Today we'll talk about the electric side of things.
Sort out your parts to be cleaned. In this case dusty parts with an emphasis in this post given to those battery powered bits.
Take electric pieces and set them aside... these Golden Era (1987-89) electric elements should not be cleaned with water.
But what if the part gets dusty or grimy??? I'm a cleaner! I gotta clean.
First use a #2 soft bristle paint brush from Linzer or whoever for hard to reach spaces in between studs. I suggest Linzer because that's the only thing I could find at the local brick and mortar store.
And for a Hail Mary play use a 1/2 black bristle for grimy sections. Keep this to a minimum... it will leave scratches. This is your last ditch effort before invoking moisture... on second thought... let this be a warning... don't use this brush if you can avoid it.
If you're a kid reading this... the next part should be done with a parent present... and away from any heat source.
A scenario: You know those times you've been eating Siroopwafel (my favorite snack) and you just have a hankering to play with some electifyingly awesome Lego? Well good job... now your favorite model is all gooey. A paint brush won't fix this; time to get the gloves on.
If you do use moisture... you should only take a Q-tip and dab/wipe (Don't soak!) with Isopropyl alcohol and air dry the pieces.
A good adage: If it's Metal never meddle with the water and be sure to pass on Ethyl.

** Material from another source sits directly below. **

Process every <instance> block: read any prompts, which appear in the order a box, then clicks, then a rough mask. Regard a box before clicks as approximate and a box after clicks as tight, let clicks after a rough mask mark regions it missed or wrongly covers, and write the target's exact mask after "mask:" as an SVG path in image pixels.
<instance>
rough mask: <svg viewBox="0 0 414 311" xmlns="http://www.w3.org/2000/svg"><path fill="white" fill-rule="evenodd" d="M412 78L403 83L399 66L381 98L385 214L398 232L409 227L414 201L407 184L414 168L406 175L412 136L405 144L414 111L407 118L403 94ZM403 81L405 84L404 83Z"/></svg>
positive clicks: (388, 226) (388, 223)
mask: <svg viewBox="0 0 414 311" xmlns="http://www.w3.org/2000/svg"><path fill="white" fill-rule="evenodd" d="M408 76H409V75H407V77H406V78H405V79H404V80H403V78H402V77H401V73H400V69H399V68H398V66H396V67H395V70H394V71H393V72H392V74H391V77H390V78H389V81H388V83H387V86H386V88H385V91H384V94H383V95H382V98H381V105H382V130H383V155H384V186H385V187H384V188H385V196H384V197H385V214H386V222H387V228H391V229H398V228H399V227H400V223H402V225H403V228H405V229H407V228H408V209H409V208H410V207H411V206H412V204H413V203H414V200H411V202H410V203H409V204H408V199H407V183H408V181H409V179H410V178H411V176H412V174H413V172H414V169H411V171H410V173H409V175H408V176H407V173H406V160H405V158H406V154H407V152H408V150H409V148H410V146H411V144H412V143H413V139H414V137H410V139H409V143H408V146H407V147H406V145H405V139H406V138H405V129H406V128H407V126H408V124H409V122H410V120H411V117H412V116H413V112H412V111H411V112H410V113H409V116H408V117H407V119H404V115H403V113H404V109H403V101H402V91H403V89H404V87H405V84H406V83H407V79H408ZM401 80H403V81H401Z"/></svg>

warning! Ethyl Alcohol is bad for kids and plastic, it's almost worse than that soapy dishwater, so unless you want a mess or toxic toys your last ditch weapon is only Isopropyl alcohol.
Given the state of my parts... I will use no alchohol today... but I have this handy for those pesky little scrapes and abrasions... (it's 50%...ok...nope nope nope) There's something better.
I suggest getting 91- 99% Isopropyl solution for electric bits. Water is our enemy when cleaning these electric bits if we want to keep them working long term, which we do.
Quality Choice ALCOHOL ISOPROPYL 91% 16OZ
I did a bad thing :( Let me re-iterate that the bristle brush is not your main brush of choice... those light scratch marks are new... whoops.
Ta-da! Good as used.
You're building a circut... one row is positive and the other is negative... so you must build across the narrow width of the battery brick or you won't complete the circuit. That or the light brick is dead. Don't throw them away... I'll discuss repairing dead light bricks another day.